Like many New Yorkers, and specifically New York City bicyclists, I have a deep-seated hatred of electric bikes. Not only do they seem to go against everything a bicycle stands for — that is, man’s ability to move through space by his own force — but they are zooming menaces whose riders rarely follow established bicyclist etiquette, let alone traffic laws.
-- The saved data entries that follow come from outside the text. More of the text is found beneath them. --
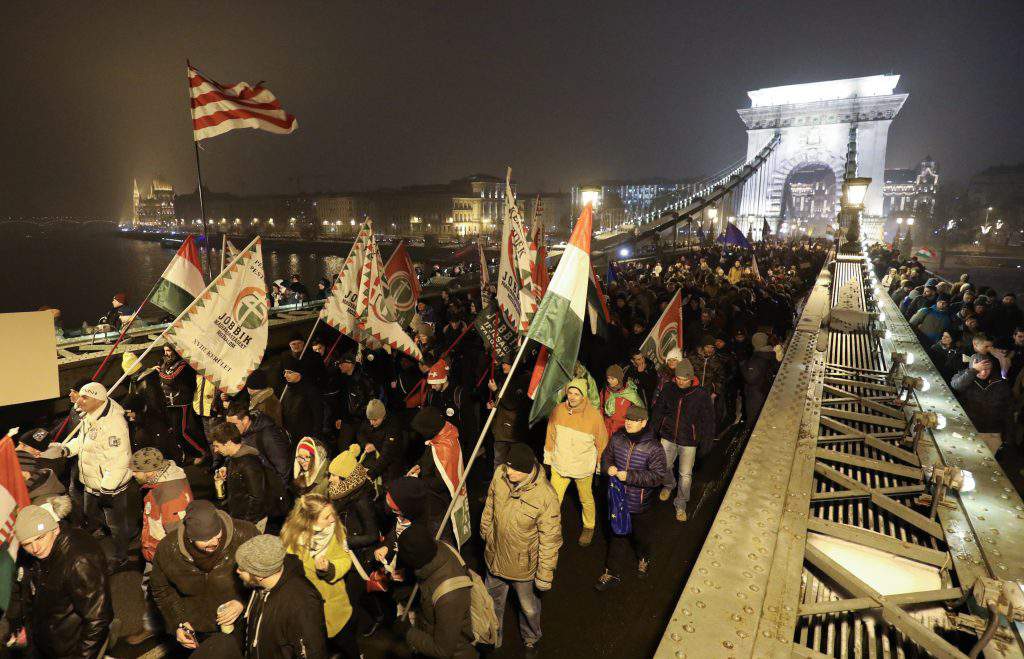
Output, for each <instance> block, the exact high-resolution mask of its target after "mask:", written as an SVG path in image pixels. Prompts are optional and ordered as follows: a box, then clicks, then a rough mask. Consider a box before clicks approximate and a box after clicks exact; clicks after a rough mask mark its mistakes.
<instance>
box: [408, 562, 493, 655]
mask: <svg viewBox="0 0 1024 659" xmlns="http://www.w3.org/2000/svg"><path fill="white" fill-rule="evenodd" d="M460 576H466V569H465V568H464V567H463V566H462V564H461V563H460V562H459V559H458V558H457V557H456V555H455V551H454V550H452V548H451V547H450V546H449V545H447V544H445V543H443V542H440V543H438V545H437V555H436V556H435V557H434V558H433V560H431V561H430V563H427V564H426V565H425V566H423V567H422V568H419V569H418V570H416V578H417V581H419V583H420V612H419V614H418V615H417V616H416V626H414V627H412V628H411V629H410V630H409V631H407V632H406V643H407V644H409V647H410V648H412V650H413V652H417V653H419V654H422V655H424V656H427V657H437V658H438V659H441V658H446V657H454V658H457V659H468V658H470V657H476V656H477V654H476V649H475V648H474V647H473V623H472V619H471V618H470V613H469V603H470V594H469V591H470V588H468V587H465V588H457V589H455V590H452V591H451V592H447V594H445V595H444V596H443V597H441V598H440V599H439V600H438V601H437V603H436V604H435V603H434V601H433V598H434V590H436V589H437V586H439V585H440V584H441V583H443V582H444V581H446V580H449V579H450V578H452V577H460Z"/></svg>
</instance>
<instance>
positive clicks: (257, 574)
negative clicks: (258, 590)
mask: <svg viewBox="0 0 1024 659" xmlns="http://www.w3.org/2000/svg"><path fill="white" fill-rule="evenodd" d="M234 560H236V561H237V562H238V564H239V569H240V570H242V571H243V572H248V573H249V574H251V575H253V576H257V577H268V576H270V575H272V574H276V573H278V572H280V571H281V568H282V567H283V566H284V565H285V545H284V544H282V543H281V538H280V537H278V536H276V535H269V534H267V533H264V534H263V535H257V536H256V537H254V538H250V539H248V540H246V541H245V542H243V543H242V546H240V547H239V551H238V553H236V555H234Z"/></svg>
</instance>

But recently my opinion has changed. For the last three years, weather permitting, I pile my two kids onto the back of my decade-old Yuba Mundo when we have to go to school, or want to scope out a playground or even want to take a turn on the Deno’s Wonder Wheel in Coney Island. And, as I’ve gotten older and the kids bigger, I frequently find myself out of puff by the time we arrive. A few weekends ago, I tried to take the kids to dim sum in Manhattan’s Chinatown. By the time we made it, I was a quivering sweaty mess. What had started as a great adventure had turned into yet another instance of Dad being in a foul mood. It was time to revisit my bias.
The reevaluation couldn’t have come at a better time. This month, Yuba introduced its Electric Boda Boda, a slightly more compact model frame than the Yuba Mundo but one still capable of carrying two little guys on the back. (The Mundo is 6’9″ to the Boda Boda’s 6’1″). The Boda Boda frame isn’t new but its electrical componentry is. This version comes with a sleek e6000 Shimano Steps electric kit, which nestles onto the frame like a lamprey eel does a shark. It’s both fetching and repulsive to me. The first time I saw it I was both turned on and abashed, like when you realize you’ve gotten yourself into a compromising situation at a company trivia night. It’s thrilling but also cheating.
Would I become a cheater? As soon as I clambered onto the bike, plopping my kids on the back, my questions were answered. Yes, I could go for this. Unlike a lot of the delivery men e-bikes that really get my goat, the Boda Boda is pedal-assist, meaning it’s not as if the motor just does your work for you. It just allows you to be a better, more powerful version, of you. There are three levels of assistance: Eco, Normal and High, which correspond to 70-, 140- and 230-percent assistance.
For our inaugural Boda Boda trip, I decided to take the kids to Coney Island. Why? Because Coney Island is rad, only about five-and-a-half-miles from my house and I’d made the trip tens of times. Usually what happens is we’re all happy when we get on the bike. Somewhere around Avenue J, the kids begin to get antsy and fight with each other. This moment corresponds to exactly when I reach the moment when a fun bike ride turns into a tiring trek. And by the time we make it to Nathan’s, we’re all a sunburned, over-heated, and irritable, a family shitshow on wheels. But, O, Boda Boda, how pleasant you made it.. How fast we zoomed down Ocean Parkway, wowing the Hasids and the Russians! [Answer: 15 miles an hour!]
Yet even as we zipped along, my legs still moved, just moved better, faster and with less resistance. And how jolly we were when we arrived to the boardwalk. The sweat had not cut rivulets through the sheen of sunscreen on our foreheads, burning our eyes and befouling the adventure. No, we were rather cool still. And only 22 minutes after we left my house, we were mounting Deno’s Wonder Wheel. Slowly we rose toward the sky until at the apex, high above all my biases and prejudices and misconceptions, Iooked down and saw the sea and the sand and there on the boardwalk, locked to a post, my electric Boda Boda shimmering in the sun.